| Bug #24341 | Performance problem when using ORDER BY in fulltext query | ||
|---|---|---|---|
| Submitted: | 15 Nov 2006 18:28 | Modified: | 21 Nov 2006 16:37 |
| Reporter: | Friedemann Buergel | Email Updates: | |
| Status: | Not a Bug | Impact on me: | |
| Category: | MySQL Server: Optimizer | Severity: | S5 (Performance) |
| Version: | 4, 5 | OS: | Any (All) |
| Assigned to: | CPU Architecture: | Any | |
| Tags: | fulltext, order by, sort | ||
[21 Nov 2006 16:37]
Valeriy Kravchuk
Sorry, but this is a documented limitation of MySQL optimizer. Please, read the manual (http://dev.mysql.com/doc/refman/5.0/en/order-by-optimization.html): " In some cases, MySQL cannot use indexes to resolve the ORDER BY, although it still uses indexes to find the rows that match the WHERE clause. These cases include the following: ... - The key used to fetch the rows is not the same as the one used in the ORDER BY: SELECT * FROM t1 WHERE key2=constant ORDER BY key1; ..." So, even separate index on date column will not help. We have to use workarounds, like those you described.

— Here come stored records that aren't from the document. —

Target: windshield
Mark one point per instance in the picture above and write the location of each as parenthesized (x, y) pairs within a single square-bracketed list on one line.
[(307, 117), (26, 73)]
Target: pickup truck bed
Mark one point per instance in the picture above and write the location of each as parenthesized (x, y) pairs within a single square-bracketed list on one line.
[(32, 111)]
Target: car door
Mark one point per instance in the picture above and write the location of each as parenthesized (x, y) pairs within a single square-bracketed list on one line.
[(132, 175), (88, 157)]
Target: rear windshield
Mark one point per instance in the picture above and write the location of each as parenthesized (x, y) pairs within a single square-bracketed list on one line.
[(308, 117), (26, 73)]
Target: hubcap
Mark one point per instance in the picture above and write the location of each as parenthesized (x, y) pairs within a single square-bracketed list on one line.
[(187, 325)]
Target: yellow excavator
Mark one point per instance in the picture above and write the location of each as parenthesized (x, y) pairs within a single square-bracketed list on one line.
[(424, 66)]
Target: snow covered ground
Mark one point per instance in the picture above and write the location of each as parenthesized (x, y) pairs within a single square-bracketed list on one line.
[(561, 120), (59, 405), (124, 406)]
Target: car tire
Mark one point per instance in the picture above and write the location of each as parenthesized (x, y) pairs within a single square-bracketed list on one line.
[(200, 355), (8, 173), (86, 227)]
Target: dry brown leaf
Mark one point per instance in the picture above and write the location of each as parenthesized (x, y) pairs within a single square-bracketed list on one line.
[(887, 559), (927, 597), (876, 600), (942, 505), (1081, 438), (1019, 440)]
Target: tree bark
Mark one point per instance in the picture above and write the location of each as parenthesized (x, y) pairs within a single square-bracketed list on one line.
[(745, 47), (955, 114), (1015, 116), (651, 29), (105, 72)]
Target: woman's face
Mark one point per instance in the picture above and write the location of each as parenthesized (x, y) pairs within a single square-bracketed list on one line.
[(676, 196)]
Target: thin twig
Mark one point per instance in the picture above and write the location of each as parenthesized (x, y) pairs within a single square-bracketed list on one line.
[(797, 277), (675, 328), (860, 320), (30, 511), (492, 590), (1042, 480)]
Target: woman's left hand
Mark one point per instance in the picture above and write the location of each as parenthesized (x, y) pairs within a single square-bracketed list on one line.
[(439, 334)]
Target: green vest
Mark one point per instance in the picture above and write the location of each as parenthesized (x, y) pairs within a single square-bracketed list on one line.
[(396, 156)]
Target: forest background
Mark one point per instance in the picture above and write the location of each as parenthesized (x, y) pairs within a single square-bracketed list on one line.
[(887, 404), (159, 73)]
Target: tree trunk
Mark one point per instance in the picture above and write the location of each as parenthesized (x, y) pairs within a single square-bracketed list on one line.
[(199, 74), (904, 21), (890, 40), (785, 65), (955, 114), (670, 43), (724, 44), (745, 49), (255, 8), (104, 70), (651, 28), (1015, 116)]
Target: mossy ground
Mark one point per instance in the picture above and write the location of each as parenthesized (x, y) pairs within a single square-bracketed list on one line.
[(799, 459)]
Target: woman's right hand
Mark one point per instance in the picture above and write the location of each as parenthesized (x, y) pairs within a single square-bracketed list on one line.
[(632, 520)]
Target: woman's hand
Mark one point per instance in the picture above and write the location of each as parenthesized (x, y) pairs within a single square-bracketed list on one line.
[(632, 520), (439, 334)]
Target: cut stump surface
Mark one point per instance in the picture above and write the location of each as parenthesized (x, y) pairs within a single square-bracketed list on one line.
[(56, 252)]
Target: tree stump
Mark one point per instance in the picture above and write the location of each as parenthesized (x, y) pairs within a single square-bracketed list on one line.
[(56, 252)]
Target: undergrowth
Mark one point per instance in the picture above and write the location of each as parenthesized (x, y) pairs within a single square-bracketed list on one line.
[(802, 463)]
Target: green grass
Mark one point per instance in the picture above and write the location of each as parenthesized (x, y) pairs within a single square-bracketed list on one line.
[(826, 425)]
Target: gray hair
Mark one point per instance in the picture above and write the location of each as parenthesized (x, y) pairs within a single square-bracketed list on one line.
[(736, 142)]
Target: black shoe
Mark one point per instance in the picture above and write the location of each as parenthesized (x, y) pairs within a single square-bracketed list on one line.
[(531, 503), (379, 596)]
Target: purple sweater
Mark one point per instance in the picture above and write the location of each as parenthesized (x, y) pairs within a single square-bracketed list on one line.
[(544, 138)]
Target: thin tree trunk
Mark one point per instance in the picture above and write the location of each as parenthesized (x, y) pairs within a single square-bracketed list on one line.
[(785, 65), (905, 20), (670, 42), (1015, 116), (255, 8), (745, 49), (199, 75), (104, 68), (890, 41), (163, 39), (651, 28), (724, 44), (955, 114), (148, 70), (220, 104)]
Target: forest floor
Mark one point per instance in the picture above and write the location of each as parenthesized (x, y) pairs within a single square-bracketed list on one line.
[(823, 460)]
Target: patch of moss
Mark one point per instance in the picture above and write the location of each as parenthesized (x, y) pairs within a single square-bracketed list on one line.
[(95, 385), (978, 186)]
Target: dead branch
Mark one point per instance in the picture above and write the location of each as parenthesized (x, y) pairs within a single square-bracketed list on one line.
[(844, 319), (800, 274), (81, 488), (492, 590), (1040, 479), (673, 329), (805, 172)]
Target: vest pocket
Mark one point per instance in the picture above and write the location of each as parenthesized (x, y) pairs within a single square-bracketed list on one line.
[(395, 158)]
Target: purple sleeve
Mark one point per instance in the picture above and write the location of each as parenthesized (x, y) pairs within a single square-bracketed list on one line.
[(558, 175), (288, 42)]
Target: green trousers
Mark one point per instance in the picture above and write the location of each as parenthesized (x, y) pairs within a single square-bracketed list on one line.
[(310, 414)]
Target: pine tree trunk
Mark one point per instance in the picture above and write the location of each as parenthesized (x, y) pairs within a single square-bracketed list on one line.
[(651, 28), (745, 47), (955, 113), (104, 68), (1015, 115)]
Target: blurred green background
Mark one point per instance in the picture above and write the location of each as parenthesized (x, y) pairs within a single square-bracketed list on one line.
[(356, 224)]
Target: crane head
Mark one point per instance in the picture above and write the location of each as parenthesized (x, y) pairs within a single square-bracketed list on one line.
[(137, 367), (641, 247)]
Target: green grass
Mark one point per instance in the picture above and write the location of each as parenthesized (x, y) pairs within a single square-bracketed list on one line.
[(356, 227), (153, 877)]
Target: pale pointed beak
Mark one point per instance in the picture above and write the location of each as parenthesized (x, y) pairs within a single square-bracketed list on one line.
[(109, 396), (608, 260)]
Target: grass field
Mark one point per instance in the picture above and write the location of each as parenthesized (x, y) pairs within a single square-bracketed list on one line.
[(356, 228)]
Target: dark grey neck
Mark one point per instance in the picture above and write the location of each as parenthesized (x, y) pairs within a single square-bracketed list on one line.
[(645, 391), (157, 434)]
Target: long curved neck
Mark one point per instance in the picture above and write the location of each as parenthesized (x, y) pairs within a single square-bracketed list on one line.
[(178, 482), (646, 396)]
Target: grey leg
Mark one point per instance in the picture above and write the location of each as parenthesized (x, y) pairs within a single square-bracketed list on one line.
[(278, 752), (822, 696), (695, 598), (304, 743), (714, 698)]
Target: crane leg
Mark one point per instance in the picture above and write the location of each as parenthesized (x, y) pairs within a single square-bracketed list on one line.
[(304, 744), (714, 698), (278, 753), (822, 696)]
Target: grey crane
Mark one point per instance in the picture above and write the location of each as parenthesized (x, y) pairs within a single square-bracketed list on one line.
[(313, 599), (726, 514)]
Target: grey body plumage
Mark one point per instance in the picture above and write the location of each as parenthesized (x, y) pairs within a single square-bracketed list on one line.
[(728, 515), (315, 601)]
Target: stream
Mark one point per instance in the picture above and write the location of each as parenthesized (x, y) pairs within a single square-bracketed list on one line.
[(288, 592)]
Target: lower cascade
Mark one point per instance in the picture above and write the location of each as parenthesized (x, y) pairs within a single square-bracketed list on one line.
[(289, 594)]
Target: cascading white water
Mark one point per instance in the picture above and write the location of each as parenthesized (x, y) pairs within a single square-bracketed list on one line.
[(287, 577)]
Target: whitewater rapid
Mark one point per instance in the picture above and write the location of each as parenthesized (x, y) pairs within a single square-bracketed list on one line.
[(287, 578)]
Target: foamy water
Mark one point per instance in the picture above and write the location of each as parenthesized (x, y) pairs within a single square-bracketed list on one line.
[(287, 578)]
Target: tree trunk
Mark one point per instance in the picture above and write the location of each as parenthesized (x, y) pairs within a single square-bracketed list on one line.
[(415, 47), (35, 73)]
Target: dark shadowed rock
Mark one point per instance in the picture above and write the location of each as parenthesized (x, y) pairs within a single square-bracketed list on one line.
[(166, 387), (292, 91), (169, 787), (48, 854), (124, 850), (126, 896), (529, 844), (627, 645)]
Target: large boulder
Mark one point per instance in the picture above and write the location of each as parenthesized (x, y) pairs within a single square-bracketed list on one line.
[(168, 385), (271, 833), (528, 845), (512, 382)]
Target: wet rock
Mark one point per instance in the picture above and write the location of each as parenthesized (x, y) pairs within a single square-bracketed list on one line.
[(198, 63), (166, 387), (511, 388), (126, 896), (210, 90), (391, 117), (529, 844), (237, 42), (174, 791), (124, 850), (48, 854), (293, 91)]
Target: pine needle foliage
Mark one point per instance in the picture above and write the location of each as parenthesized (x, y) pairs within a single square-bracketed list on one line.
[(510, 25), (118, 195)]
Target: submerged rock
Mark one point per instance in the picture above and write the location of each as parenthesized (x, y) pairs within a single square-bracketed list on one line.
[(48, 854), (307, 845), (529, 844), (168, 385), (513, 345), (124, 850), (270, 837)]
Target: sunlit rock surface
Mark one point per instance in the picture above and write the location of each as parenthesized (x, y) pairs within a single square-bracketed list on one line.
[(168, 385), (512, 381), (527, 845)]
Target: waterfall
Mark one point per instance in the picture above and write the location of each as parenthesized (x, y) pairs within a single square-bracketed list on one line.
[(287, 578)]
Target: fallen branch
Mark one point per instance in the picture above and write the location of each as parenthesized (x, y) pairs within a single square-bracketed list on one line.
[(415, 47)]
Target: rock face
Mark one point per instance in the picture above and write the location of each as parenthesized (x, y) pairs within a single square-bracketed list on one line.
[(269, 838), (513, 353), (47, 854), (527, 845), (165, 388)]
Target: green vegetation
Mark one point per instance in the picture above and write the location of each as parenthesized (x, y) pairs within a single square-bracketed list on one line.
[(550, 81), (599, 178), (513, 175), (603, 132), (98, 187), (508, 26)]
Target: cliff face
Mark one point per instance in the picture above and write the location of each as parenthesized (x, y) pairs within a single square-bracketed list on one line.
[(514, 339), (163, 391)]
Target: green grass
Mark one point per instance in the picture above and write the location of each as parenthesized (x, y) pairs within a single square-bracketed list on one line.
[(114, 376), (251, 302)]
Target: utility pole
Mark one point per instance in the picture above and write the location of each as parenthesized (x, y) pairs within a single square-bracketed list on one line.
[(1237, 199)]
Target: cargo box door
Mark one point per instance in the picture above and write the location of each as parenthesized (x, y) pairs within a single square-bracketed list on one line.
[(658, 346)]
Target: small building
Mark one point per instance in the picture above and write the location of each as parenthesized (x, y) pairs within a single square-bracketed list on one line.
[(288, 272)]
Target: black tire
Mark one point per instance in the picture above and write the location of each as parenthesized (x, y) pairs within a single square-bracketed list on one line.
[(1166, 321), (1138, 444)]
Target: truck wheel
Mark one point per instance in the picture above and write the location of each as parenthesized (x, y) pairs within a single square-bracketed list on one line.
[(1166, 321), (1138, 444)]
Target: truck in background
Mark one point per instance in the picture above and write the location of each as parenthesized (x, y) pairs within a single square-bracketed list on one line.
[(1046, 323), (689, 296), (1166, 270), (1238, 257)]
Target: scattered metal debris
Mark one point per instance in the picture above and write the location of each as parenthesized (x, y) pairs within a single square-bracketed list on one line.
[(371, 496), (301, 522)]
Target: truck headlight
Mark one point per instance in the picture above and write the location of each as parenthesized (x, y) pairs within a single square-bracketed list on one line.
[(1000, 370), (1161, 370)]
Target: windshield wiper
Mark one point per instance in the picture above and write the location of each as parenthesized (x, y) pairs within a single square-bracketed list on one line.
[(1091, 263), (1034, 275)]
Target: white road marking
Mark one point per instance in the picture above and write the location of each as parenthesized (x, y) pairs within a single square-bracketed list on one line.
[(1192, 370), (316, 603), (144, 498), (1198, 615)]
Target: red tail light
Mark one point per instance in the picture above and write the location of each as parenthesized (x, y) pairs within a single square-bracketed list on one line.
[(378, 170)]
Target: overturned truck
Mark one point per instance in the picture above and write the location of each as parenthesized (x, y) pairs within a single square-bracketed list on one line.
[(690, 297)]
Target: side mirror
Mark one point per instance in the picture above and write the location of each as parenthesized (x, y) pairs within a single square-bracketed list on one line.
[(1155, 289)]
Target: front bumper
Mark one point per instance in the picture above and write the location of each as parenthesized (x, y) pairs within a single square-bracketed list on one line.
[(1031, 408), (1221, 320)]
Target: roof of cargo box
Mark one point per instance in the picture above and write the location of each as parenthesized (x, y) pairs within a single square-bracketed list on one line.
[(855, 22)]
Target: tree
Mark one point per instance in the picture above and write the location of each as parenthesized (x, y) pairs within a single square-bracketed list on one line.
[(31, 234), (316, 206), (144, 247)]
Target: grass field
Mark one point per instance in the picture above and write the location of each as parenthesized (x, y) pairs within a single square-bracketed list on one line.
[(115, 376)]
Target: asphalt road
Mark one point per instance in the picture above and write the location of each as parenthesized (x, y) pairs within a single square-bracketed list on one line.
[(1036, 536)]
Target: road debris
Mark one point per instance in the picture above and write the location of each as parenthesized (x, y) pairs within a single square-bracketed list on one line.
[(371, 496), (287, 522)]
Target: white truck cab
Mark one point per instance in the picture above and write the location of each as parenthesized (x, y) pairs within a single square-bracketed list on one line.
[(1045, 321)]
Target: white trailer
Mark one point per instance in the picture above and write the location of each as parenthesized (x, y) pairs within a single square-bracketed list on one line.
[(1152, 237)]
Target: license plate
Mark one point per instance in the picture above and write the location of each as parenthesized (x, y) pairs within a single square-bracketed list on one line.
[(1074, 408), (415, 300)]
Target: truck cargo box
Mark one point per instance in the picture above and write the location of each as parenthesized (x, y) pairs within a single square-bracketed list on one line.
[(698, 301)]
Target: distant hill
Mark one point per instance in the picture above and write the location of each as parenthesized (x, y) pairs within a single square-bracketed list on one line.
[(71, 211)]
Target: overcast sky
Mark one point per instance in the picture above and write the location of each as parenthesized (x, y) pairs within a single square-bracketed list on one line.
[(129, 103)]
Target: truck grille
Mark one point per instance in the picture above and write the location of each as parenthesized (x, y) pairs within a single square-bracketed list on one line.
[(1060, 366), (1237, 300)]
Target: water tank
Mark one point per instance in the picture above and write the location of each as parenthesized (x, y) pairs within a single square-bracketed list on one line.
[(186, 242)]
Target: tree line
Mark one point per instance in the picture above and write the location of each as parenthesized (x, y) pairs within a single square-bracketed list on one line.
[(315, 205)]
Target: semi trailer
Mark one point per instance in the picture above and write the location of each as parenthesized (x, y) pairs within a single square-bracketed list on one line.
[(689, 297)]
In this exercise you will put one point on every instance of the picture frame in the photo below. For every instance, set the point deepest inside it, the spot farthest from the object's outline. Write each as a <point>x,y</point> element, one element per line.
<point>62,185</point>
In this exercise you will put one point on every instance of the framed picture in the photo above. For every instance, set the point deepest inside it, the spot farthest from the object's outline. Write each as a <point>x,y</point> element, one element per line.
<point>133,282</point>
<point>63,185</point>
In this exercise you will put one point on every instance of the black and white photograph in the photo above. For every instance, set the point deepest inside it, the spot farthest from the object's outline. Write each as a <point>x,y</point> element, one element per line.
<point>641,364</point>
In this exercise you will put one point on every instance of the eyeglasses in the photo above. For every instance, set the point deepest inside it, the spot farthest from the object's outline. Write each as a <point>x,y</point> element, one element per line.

Description: A heavy performance problem comes up when querying large tables with a fulltext and other columns as soon as ORDER BY is used. The source of the problem seems to be * that querying a large number of rows in fulltext mode is slow even when an index is used * and that using ORDER BY forces mysql to calculate the complete list of hits for the fulltext column even when the query asks only for a small number of rows. How to repeat: Lets say we have a table with just one text and one date column (called text and date). The table has a fulltext index on the text column. On a table with about 30k rows and texts of 15kB average size the query SELECT * FROM mytable WHERE MATCH (text) AGAINST ('someword' ) ORDER BY date LIMIT 10 will produce the effect: When the number of hits in the text column is about 10k, the query will take about 10 seconds on an average class server. Suggested fix: It is possible to circumvent the problem, but only in a cumbersome fashion. In the above example, an additional column could be added that holds an extract of the date coded as keywords. The number of rows can then be reduced by adding something like AND MATCH (date2) AGAINST ( 'datekey200611' ) in order to reduce the total number of matches (say from 10k to about 100). Adding additional AND criteria one just has to take care that these match the results that would come first in the ORDER BY order. The method is therefore not limited to the date column case. But it is cumbersome, especially since the additional criteria may limit the final number of results below the desired amount. Therefore it would be very desirable to have mysql server solve the problem internally. The circumvention described could give a hint on how to address the issue.